Treasury Yields Fall After US Inflation Comes In Cooler Than Forecast in March

  • U.S. Treasury yields fell Wednesday after the release of new inflation figures, as traders bet the Federal Reserve would halt rate increases sooner than expected. The 10-year Treasury note yield fell 3 basis points to 3.41%, while the 2-year Treasury rate slid 6 basis points to 4.0%.
  • Minutes from the March Federal Open Market Committee meeting released Wednesday showed the central bank expects a recession this year on the turmoil in the banking sector stemming from the collapse of Silicon Valley Bank.
  • “Given their assessment of the potential economic effects of the recent banking-sector developments, the staff’s projection at the time of the March meeting included a mild recession starting later this year, with a recovery over the subsequent two years,” the meeting summary said.
  • Meanwhile, the consumer price index rose 0.1% in March on a month-over-month basis.
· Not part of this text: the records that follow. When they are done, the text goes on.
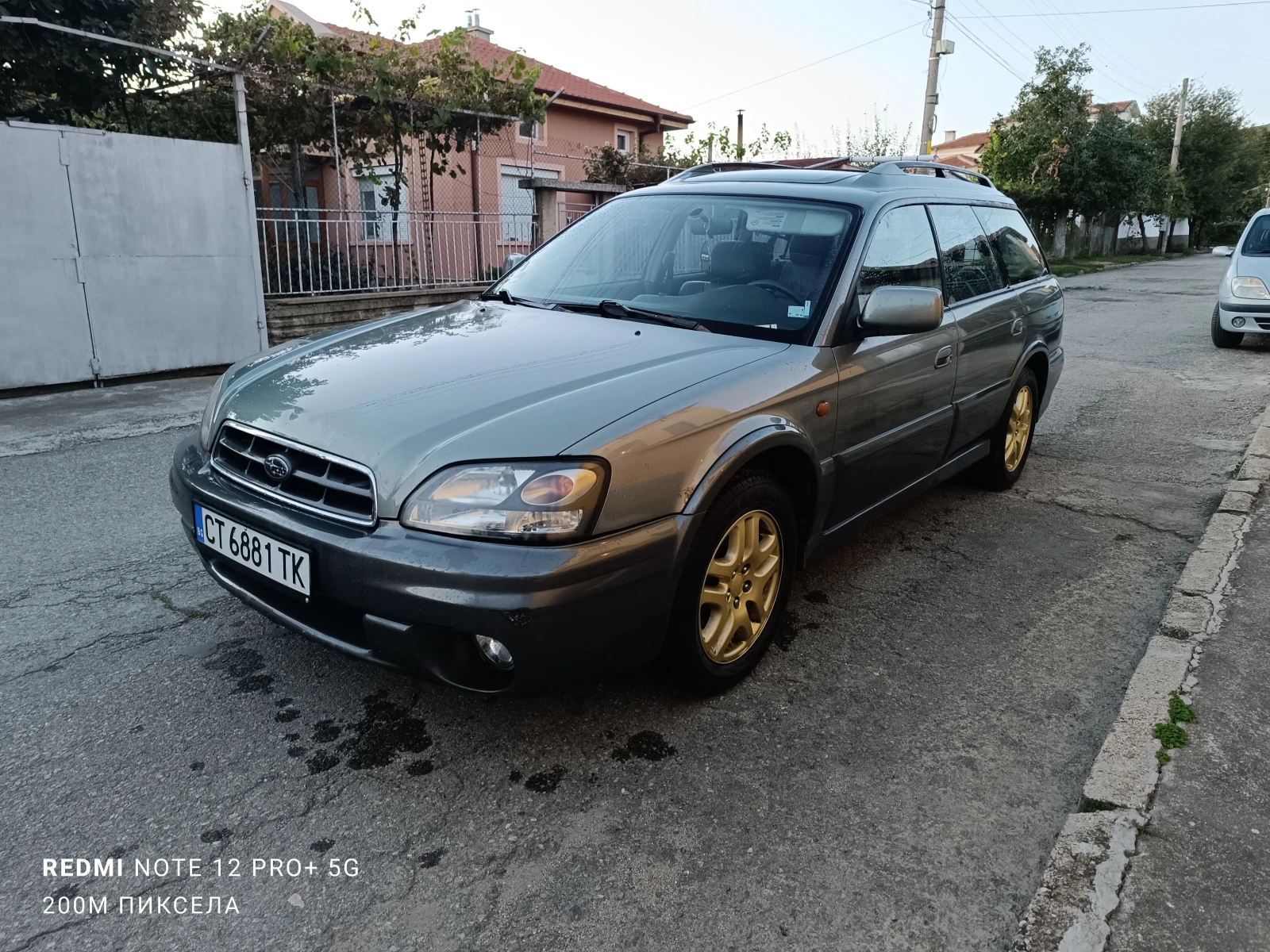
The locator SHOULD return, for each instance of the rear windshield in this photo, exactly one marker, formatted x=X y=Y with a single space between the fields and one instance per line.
x=1257 y=240
x=752 y=267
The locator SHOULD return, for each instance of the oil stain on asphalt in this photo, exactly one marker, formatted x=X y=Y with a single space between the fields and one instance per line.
x=647 y=746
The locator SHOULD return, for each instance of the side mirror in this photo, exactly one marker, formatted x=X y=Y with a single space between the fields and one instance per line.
x=895 y=310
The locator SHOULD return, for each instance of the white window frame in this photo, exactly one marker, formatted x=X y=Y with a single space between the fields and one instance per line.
x=537 y=132
x=378 y=226
x=514 y=230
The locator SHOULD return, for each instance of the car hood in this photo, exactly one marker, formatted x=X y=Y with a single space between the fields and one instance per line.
x=471 y=381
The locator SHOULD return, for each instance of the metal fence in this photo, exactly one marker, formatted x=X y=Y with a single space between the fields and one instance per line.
x=328 y=251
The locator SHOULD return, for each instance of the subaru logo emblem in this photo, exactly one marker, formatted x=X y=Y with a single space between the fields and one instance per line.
x=277 y=467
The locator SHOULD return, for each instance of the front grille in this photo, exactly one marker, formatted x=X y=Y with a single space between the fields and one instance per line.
x=319 y=482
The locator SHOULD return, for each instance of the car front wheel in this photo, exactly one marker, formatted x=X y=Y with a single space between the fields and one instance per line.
x=734 y=584
x=1011 y=440
x=1222 y=336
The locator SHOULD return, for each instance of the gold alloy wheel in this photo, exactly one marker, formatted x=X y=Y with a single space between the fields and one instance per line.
x=1019 y=429
x=741 y=587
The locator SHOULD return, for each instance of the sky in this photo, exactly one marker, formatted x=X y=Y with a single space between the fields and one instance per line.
x=698 y=56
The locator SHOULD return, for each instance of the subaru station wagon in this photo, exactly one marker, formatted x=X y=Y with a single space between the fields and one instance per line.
x=628 y=447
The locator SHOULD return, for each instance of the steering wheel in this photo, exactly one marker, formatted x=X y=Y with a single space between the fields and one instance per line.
x=776 y=289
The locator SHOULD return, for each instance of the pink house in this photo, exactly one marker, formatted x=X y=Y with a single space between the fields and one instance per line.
x=468 y=225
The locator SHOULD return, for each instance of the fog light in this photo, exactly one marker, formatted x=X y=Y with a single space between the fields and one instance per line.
x=495 y=651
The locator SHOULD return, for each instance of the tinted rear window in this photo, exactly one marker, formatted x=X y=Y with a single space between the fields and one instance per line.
x=1014 y=243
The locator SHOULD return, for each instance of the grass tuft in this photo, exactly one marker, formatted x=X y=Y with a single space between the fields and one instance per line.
x=1179 y=711
x=1170 y=735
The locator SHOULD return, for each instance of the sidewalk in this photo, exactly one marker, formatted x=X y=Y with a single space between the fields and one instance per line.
x=1200 y=879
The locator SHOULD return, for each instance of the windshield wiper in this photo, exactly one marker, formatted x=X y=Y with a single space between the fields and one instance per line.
x=620 y=311
x=502 y=295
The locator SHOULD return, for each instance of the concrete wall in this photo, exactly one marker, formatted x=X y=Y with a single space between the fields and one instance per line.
x=298 y=317
x=122 y=255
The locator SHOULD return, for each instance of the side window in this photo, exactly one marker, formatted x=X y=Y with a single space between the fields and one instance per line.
x=902 y=251
x=1014 y=243
x=969 y=267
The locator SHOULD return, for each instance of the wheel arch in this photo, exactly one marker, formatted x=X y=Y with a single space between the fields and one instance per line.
x=789 y=456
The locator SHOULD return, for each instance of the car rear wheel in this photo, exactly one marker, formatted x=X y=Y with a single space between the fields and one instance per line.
x=1222 y=336
x=1013 y=438
x=734 y=584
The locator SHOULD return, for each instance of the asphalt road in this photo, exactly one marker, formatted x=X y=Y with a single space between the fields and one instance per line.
x=892 y=777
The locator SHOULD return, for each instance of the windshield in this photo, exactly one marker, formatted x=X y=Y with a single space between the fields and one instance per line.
x=1257 y=241
x=755 y=267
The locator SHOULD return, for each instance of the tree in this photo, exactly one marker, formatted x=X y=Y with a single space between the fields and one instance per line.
x=437 y=94
x=1034 y=152
x=1113 y=168
x=647 y=168
x=56 y=78
x=1222 y=164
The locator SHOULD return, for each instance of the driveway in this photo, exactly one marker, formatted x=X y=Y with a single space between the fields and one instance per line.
x=892 y=777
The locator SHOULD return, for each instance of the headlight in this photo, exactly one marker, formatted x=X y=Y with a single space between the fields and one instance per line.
x=544 y=501
x=1249 y=287
x=205 y=429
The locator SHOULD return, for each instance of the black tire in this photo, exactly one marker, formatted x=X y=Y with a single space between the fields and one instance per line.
x=1003 y=463
x=1222 y=336
x=751 y=493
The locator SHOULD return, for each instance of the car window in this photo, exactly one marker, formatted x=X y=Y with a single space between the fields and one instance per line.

Economists expected an increase of 0.2%, according to Dow Jones. Year over year, the CPI rose 5% while economists had forecast a 5.1% advance. That year-over-year figure is also lower than the 6% jump seen in February. Core CPI, which strips out food and energy prices, rose 0.4% month over month.
  • The Fed’s next interest rate decision in May is likely to be impacted by the fresh inflation figures. The central bank noted after its last meeting that a rate hike pause could be on the horizon if data showed sufficient signs that the economy is cooling.